Analyst firm Frost & Sullivan has identified half a dozen drivers for the electronic test and measurement market over the next five years in a new report. Those drivers are: autonomous driving; 5G; the internet of things; data centers; power applications; and new, high-speed digital standards.
Of those six, Frost pegged three — 5G, autonomous driving and the need to design power applications for maximum efficiency — as the most significant electronic test market drivers for the coming years.
“The next wave of growth has begun with the technologies making their way down the product lifecycle, from research and development to manufacturing and deployment,” Frost & Sullivan said. “Greater complexity and technology convergence will spur demand across verticals, with the largest opportunities coming from communications, semiconductors and computing industries, and the fastest growth in industrial and automotive verticals.”

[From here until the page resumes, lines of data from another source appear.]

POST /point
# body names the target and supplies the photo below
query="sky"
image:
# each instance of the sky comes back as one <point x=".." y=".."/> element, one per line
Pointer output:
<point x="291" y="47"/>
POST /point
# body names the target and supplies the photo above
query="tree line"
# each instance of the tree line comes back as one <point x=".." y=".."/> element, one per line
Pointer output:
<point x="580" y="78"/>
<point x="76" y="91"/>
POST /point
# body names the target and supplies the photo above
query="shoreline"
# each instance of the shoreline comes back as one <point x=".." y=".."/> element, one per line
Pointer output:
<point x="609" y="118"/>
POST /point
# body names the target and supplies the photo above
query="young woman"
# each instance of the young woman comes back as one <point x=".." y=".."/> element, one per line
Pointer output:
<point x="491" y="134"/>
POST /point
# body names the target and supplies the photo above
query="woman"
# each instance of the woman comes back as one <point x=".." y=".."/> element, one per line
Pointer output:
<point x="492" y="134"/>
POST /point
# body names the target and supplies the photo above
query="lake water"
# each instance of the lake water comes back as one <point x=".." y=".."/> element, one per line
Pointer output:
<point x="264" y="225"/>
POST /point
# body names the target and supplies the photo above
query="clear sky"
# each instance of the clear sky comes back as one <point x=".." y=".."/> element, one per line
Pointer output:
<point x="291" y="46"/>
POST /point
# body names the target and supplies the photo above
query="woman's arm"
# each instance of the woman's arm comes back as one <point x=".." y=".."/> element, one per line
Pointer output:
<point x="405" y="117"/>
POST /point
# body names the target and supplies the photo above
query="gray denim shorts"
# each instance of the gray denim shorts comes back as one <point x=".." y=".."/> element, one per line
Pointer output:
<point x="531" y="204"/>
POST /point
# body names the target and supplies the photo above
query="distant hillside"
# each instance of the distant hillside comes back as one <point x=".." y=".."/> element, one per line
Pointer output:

“Greater complexity in end-user technologies calls for an increased cost of test. However, with [radio frequency]proliferation in consumer devices, there is the notion that the cost of test equipment should follow that trend,” said Jessy Cavazos, industry director for test and measurement at Frost & Sullivan, in a statement. “It will be vital for market participants to come up with a new approach to test in the coming years as the traditional approach is not sustainable from cost and technical perspectives.”
In other test news:
–Keysight Technologies made a major in-kind gift to New York University’s wireless program — the largest in-kind donation ever made to the university’s Tandon School of Engineering. NYU Wireless will use the test equipment and software provided by Keysight for the exploration of millimeter wave and terahertz frequencies for data transmission and new applications in areas including medicine, computing and optics.
In related news, Keysight this week said that it has extended its collaboration with reverberation chamber testing company Bluetest to include test emulation support for over-the-air testing for 5G New Radio in sub-6 GHz frequencies. Keysight also announced a collaboration with Nokia on the use of its test tools — including its Nemo Outdoor field testing solutions, FieldFox spectrum analyzer and Nemo Analyze for data analysis and reporting — for 5G New Radio propagation in the field and verification of both indoor and outdoor coverage (sub-6 GHz and at millimeter wave frequencies) in a live test network.
-Rohde & Schwarz and Spirent Communications partnered on an integrated test offering for automotive Ethernet testing. The two companies said that the test solution covers “all physical and protocol layers for automotive Ethernet TC8 ECU test specifications. Both R&S and Spirent are members of the One-Pair Ether-Net (OPEN) Alliance Special Interest Group.
-The Wi-SUN Alliance has launched a new certification program for its Smart Ubiquitous Networking standards for large-scale IoT networks and appointed GlobalSign as the third-party supplier of digital certificates for program.
Integrated energy management company Landis+Gyr, which serves the utility industry and is a Wi-SUN Alliance member, has already announced its support for the new certification program.
– PoE Texas has released its second-generation power over Ethernet tester, which is smaller, with an increased testing range and the ability to test four pairs in preparation for the new IEEE 802.3bt PoE standard. The device can test DC power supply voltages from 3.5 to 56 volts and current up to 280 watts at 56 volts, according to PoE Texas.
–Signals Research Group was on the ground this week, testing Verizon’s 5G Technical Forum-based fixed wireless access network for its newly launched Verizon 5G Home service in Houston, Texas. Read the full story here.
-The Broadband Forum recently held a plugfest to test the interoperability of implementations of its User Services Platform for deploying and managing connected home devices. USP is an evolution of the forum’s TR-069 standard; plugfest participants included Arris, Nokia, QA Cafe, Axiros and Greenwave Systems, according to the forum, and interoperability was “achieved across all participants’ products.”
-Regional carrier Agri-Valley Services is partnering with Ericsson and hosted core services company NewCore Wireless to test the performance of 600 MHz spectrum for providing fixed wireless access LTE services. The trial will start in the fourth quarter in Caro, Michigan, and the three companies said it will be the first test of its kind with a regional U.S. carrier.